Interaksi yang dibangun, efektif membantu penonton mengingat “siapa adalah siapa”. Performa jajaran pemain pun kuat, di mana Jim Parsons sebagai Michael yang menyulut mayoritas perkitaian, paling menonjol. Hanya Matt Bomer yang kurang meyakinkan, dan itu bukan sepenuhnya kesalahan sang aktor. Naskahnya memperkenalkan Donald sebagai pria dengan kondisi psikis berantakan, namun sepanjang durasi, ia justru nampak paling tenang dan tertata.

Banyak persoalan karakternya, jamak kita lihat di kehidupan sehari-hari, baik di lingkup LGBT atau bukan. Larry dan Hank membenturkan komitmen dan kebebasan dalam hubungan, Emory memperlihatkan bahwa sosok happy-go-lucky bisa saja menyimpan kerapuhan di dalam, sedangkan kebencian Michael atas diri sendiri, cenderung membuatnya “memaksa” orang lain mengakui hal serupa. Kecenderungan itu makin nyata selepas kedatangan dua pria lain.

Pertama adalah tamu tak diundang. Alan (Brian Hutchison), teman Michael semasa kuliah, mendadak muncul, setelah sebelumnya menelepon sambil menangis. Kita tidak pernah tahu alasannya menumpahkan air mata, walau secara tersirat, kemungkinan ia merupakan closeted gay yang terjebak dilema. Alan melontarkan banyak ucapan bernada homofobia, membuat Michael makin bersemangat untuk memaksanya mengaku sebagai gay. Bukannya Michael peduli kepada Alan atau ingin membela kaum gay. Dia cuma ingin menyakiti kawan lamanya itu.

Semakin kentara setelah kedatangan Harold, yang terus Michael tuding sebagai pria menyedihkan yang selalu merasa khawatir akan penampilannya, dan punya tendensi bunuh diri, namun takkan punya keberanian untuk melakukannya. Quinto menampilkan kharisma eksentrik, penuh ketenangan dalam menangkis kata-kata pedas Michael, yang ingin semua orang (baca: semua gay) membenci diri mereka sebagaimana ia membenci dirinya sendiri.
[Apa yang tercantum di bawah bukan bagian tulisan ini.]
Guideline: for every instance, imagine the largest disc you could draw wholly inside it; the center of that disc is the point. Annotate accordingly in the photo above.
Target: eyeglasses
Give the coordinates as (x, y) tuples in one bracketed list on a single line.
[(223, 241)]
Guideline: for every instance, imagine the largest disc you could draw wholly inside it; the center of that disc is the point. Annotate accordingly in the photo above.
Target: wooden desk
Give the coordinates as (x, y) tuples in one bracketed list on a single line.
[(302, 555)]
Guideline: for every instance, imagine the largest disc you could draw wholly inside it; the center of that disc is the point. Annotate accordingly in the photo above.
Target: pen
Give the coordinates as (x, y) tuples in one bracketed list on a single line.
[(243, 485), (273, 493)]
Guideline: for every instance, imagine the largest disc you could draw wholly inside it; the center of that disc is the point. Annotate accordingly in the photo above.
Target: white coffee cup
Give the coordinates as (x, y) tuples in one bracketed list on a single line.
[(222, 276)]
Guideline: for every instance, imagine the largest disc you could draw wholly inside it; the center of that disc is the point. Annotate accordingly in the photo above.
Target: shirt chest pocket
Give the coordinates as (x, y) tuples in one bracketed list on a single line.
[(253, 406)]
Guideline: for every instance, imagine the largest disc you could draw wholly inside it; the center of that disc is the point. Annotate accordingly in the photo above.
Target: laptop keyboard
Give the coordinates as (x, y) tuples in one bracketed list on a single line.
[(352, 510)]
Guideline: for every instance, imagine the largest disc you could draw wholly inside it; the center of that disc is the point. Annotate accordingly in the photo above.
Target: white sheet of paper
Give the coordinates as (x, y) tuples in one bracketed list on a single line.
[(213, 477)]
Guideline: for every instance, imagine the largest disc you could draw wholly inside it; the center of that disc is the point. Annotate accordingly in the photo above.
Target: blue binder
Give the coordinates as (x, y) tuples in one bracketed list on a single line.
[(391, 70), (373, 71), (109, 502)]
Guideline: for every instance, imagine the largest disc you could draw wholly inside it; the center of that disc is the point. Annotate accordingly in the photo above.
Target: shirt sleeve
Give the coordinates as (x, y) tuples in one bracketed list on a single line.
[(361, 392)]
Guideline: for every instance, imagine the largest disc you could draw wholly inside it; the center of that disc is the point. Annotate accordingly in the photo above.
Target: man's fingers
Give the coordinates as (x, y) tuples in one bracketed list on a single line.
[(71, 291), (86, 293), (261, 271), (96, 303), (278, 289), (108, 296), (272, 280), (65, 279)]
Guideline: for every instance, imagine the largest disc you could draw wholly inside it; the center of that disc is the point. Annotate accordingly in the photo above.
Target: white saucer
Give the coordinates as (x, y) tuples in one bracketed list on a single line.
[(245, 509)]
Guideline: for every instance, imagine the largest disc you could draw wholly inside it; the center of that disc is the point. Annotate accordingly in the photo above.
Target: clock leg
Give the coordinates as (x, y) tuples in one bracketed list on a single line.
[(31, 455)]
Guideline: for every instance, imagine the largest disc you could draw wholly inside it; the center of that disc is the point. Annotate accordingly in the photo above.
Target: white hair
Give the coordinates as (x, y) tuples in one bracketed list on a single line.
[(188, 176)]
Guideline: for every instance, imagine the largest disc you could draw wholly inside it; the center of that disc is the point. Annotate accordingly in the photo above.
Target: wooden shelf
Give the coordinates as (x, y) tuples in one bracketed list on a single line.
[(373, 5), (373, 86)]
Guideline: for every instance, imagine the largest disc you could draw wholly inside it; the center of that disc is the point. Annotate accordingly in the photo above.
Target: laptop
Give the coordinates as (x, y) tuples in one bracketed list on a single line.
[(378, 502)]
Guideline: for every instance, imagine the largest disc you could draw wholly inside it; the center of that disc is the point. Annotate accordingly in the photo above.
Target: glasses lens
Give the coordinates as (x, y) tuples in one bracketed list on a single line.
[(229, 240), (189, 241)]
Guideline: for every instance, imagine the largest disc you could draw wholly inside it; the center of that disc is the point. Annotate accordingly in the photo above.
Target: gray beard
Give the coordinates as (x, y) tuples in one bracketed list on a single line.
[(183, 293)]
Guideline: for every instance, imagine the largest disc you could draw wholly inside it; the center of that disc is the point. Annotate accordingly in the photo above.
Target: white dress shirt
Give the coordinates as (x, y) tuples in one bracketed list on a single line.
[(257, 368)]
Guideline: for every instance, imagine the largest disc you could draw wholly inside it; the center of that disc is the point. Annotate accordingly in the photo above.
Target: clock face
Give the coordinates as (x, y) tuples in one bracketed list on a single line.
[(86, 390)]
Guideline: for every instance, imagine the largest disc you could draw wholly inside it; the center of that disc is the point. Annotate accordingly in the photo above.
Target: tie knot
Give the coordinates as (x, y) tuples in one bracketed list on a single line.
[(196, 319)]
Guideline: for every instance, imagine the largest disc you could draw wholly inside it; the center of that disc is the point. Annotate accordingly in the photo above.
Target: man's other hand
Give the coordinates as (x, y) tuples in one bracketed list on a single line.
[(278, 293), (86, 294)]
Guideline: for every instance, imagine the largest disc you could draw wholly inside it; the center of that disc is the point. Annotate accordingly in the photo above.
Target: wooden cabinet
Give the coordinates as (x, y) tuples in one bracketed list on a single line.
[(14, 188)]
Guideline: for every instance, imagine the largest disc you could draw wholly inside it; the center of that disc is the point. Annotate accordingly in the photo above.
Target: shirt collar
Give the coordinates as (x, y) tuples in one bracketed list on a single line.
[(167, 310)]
Penyutradaraan Joe Mantello mampu menjadikan perbincangan sembilan pria ini dinamis, menghibur, dan tak terlalu stagey bagi penonton film. Sebuah malam yang meriah dan berisik, tapi di balik tawa yang hampir selalu terdengar, ada rasa takut setia mengintai. Ketakutan kalau ada orang yang melaporkan mereka ke polisi karena merasa “terganggu”. Ketakutan yang masih dirasakan oleh para korban penindasan sampai sekarang, sehingga The Boys in the Band sejatinya masih relevan. Artinya, lebih dari empat dekade berselang, kita belum melangkah jauh.